Letter from Jay Markson, MD
President, The Children’s Hospital Medical Board

Dear Colleagues,
As you are aware, this year marks the 100th anniversary of the founding of The Children’s Hospital. Reading back over some of the hospital’s history and listening to stories from my partner, Jules Amer, MD, I find the history always interesting and instructive. Dr. Amer has been practicing pediatrics in Denver since 1953. He truly knows the importance of a full service children’s hospital.
We rarely, if ever, see polio or tuberculosis these days, but these diseases were common during the first half century of the hospital’s history. I’m not sure if any of us could diagnose “intestinal fermentation” in a newborn. Now, we successfully treat babies born with transposed arteries of the heart, kids with pulmonary hypertension and a whole raft of genetic and developmental diseases that weren’t on any diagnostic guidelines thirty years ago.
Over the years, the hospital has faced clinical and administrative challenges…the emergence of new pediatric diseases, funding, nursing shortages and the building and moving of a hospital…twice (once in 1917 and again last year.) Children’s has continued to thrive and fulfill its mission of patient care, education, research and advocacy.
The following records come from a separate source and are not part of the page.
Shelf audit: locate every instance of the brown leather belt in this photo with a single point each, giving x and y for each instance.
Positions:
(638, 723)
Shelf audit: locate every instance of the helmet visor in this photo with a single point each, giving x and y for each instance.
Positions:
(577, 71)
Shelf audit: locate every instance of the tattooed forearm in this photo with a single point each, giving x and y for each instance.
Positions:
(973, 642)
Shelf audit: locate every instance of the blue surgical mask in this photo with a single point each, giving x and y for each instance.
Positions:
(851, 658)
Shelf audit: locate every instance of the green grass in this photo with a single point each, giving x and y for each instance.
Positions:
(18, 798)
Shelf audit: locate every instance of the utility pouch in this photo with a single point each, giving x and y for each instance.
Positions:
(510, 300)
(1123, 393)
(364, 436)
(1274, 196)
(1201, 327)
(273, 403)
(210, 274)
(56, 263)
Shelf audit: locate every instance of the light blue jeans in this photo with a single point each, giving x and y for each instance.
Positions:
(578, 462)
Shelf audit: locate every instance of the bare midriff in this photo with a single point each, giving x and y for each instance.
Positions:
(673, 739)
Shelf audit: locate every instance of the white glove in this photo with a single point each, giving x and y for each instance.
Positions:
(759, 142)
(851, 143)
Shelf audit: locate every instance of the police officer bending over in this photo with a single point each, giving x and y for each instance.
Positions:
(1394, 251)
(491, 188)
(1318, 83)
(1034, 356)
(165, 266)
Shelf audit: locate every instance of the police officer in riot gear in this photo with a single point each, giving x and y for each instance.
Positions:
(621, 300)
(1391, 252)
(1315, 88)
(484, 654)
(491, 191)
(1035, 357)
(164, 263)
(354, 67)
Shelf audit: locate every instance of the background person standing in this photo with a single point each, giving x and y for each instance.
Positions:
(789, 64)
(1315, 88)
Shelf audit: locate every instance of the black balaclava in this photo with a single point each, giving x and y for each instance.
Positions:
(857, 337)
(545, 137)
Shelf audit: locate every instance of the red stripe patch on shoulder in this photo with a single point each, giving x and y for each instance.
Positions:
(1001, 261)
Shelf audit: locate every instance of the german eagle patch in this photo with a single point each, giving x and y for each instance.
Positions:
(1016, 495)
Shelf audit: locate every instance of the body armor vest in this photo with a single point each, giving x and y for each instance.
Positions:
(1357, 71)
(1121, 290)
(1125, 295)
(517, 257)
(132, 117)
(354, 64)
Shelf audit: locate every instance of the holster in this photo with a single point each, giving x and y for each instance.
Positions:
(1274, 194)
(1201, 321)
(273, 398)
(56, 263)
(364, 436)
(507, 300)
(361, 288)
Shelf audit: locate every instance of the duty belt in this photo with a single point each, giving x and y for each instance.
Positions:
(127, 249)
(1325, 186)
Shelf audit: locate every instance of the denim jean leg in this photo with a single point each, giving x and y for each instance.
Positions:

Challenges continue to exist today…How do we provide healthcare for the under-insured? How do we deal with a shrinking pool of the best nurses?
For a century, The Children’s Hospital and all of us who take care of the young have risen to challenges over and over again. What excites me is that despite challenges, the hospital and kids’ healthcare have flourished. The Children’s Hospital is more than its location in Aurora. It is a whole network of care with facilities located across the metro area as a convenience to our patients.
When I see The new Children’s Hospital, it not only represents a great resource for me as a private practitioner, and for my young patients and their families, but it is a symbol of the passion for healing and for serving the young and their families that lives on in all of us in pediatric medicine and still drives us today.
And so, Happy Birthday to The Children’s Hospital. May we all celebrate.